Photo credits: Richard Porter for Live in Everett
As a child growing up in the Kansas City Metro Area, I heard many stories about the historic 18th & Vine District and the city’s Negro Leagues Baseball Museum.
When I grew older, it was an absolute honor to meet the late great Buck O’Neil in person during a Black History Festival, which was co-sponsored by a few well-known nonprofits in the area. The stories I hear about O’Neil and the KC Monarchs of the legendary Negro Leagues still leave me in awe to this day.

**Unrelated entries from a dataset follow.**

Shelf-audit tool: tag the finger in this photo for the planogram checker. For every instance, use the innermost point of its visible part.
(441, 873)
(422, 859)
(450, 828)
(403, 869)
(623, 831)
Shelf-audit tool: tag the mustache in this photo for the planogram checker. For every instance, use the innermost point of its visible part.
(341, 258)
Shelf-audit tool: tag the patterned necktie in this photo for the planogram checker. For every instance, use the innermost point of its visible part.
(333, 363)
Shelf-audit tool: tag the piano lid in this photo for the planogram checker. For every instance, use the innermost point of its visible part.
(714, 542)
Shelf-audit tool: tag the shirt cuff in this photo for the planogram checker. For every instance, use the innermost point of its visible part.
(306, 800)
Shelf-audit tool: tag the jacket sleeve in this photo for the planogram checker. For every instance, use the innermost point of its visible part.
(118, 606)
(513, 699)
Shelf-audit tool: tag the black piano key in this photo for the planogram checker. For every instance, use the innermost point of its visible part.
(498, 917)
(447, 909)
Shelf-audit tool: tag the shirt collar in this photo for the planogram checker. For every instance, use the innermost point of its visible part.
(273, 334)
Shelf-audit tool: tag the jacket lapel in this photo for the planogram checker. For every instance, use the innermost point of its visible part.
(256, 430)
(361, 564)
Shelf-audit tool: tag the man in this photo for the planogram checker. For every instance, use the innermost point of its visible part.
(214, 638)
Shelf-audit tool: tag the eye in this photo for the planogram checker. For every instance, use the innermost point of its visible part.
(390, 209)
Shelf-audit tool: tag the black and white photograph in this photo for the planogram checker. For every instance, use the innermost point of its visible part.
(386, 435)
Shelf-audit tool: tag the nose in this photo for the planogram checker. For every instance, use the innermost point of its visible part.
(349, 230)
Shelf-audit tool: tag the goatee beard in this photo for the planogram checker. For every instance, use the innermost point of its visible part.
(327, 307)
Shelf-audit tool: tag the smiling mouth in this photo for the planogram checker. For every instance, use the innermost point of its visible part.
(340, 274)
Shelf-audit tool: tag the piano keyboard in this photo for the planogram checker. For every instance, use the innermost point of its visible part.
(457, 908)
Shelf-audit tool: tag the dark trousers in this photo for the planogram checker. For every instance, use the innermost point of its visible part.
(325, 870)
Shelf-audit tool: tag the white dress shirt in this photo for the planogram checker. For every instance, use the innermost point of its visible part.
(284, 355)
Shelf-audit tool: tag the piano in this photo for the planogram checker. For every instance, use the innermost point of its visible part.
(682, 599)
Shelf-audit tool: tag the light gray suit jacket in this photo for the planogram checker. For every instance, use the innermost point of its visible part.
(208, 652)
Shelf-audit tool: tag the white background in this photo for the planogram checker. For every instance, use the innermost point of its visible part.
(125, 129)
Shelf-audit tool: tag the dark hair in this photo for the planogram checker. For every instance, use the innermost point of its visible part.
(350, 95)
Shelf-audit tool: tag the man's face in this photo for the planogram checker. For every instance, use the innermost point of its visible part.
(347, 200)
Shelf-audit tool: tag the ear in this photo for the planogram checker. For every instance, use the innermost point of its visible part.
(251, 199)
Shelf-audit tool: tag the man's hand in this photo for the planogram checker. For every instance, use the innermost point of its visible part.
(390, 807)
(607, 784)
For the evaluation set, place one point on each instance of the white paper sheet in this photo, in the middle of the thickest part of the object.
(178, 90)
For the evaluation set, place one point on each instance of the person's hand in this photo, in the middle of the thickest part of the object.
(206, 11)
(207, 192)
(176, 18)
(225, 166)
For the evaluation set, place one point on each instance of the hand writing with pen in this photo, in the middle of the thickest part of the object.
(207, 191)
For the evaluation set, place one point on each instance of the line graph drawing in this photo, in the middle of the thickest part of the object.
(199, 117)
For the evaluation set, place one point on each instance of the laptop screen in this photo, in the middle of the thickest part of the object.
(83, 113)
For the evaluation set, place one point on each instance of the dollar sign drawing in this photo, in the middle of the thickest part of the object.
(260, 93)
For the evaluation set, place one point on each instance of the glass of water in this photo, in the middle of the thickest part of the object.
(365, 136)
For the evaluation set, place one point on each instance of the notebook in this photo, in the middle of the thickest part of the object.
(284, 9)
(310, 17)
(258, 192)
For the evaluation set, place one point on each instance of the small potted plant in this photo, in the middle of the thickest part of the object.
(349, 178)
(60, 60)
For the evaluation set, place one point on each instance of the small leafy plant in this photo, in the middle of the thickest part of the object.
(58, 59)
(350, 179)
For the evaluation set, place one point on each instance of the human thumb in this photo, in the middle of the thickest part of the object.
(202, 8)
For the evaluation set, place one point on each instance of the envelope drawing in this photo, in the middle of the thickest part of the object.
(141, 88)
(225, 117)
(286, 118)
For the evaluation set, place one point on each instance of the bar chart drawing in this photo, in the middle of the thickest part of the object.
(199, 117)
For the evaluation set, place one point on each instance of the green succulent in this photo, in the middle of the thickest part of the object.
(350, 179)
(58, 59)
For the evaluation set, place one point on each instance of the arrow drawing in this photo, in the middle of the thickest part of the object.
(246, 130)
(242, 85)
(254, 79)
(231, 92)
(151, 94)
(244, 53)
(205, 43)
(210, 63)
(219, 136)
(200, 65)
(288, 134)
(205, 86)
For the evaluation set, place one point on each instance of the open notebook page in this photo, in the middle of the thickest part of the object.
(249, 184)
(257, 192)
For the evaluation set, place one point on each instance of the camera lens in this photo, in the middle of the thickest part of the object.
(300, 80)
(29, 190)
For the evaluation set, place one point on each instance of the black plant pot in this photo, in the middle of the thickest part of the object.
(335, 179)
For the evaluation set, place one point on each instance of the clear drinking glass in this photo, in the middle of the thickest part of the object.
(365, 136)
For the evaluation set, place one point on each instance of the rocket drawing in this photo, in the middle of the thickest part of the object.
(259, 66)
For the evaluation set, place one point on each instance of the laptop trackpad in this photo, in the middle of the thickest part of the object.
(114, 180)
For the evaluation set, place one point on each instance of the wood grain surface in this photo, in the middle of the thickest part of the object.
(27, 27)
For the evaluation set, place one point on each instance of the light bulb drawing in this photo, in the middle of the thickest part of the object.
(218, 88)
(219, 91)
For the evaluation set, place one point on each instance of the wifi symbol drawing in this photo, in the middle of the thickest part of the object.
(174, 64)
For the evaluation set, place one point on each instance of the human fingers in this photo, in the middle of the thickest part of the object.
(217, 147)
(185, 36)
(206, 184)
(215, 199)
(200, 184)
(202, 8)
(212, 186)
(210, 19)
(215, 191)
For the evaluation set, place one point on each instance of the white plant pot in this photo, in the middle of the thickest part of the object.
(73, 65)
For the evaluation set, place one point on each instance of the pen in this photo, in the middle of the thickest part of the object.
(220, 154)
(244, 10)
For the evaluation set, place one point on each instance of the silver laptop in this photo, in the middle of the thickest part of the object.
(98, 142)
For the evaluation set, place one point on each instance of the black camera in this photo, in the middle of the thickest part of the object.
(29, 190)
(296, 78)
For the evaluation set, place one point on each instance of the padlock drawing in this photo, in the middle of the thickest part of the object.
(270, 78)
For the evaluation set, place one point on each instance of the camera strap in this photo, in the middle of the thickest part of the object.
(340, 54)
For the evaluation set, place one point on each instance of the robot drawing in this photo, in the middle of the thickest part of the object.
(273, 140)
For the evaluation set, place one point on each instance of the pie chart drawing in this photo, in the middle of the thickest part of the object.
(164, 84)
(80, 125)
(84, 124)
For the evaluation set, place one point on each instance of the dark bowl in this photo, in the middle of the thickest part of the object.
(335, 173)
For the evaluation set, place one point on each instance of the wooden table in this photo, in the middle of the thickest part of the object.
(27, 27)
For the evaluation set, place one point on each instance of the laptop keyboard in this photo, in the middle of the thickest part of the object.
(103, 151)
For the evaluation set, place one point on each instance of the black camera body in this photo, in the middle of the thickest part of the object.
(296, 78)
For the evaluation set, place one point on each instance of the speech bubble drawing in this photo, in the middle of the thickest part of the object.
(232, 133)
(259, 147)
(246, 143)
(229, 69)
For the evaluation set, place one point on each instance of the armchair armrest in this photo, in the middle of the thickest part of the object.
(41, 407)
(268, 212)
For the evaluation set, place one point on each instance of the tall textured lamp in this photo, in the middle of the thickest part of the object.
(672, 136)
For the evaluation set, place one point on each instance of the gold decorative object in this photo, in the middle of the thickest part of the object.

As an avid sports fan who was born into a sports-loving family, finally visiting the 18th & Vine area’s Negro Leagues Baseball Museum was an honor. Several years ago, I had the pleasure of covering a local story for a magazine, which ran a cover story on the museum’s director in the same issue my article was featured. I lived in the KC Metro Area from 1986 to 2017.
Today, as a resident of the Seattle Metro Area, I just recently learned about an all-black sports team from this region, which was equally as legendary as the KC Monarchs. Before coming across the information I found online about Everett, Washington’s “Brown Bombers,” (pictured) I had never heard of them. I have been a resident of Everett, Washington since February 2017.
According to Richard Porter, a sportswriter, and local historian, the Brown Bombers were an all-black, semipro baseball team that played at Everett’s historic Paine Field during World War II. In Porter’s revised September 2020 article about this legendary black ball club, he wrote that the picture used to illustrate this report is probably the only existing photo of the Brown Bombers.
“The Brown Bombers were formed out of the 66th Aviation Squadron and they played semipro ball at Paine Field. Military baseball, or ‘service ball’ as it was called, was a popular pastime during the Second Great War,'” Porter writes.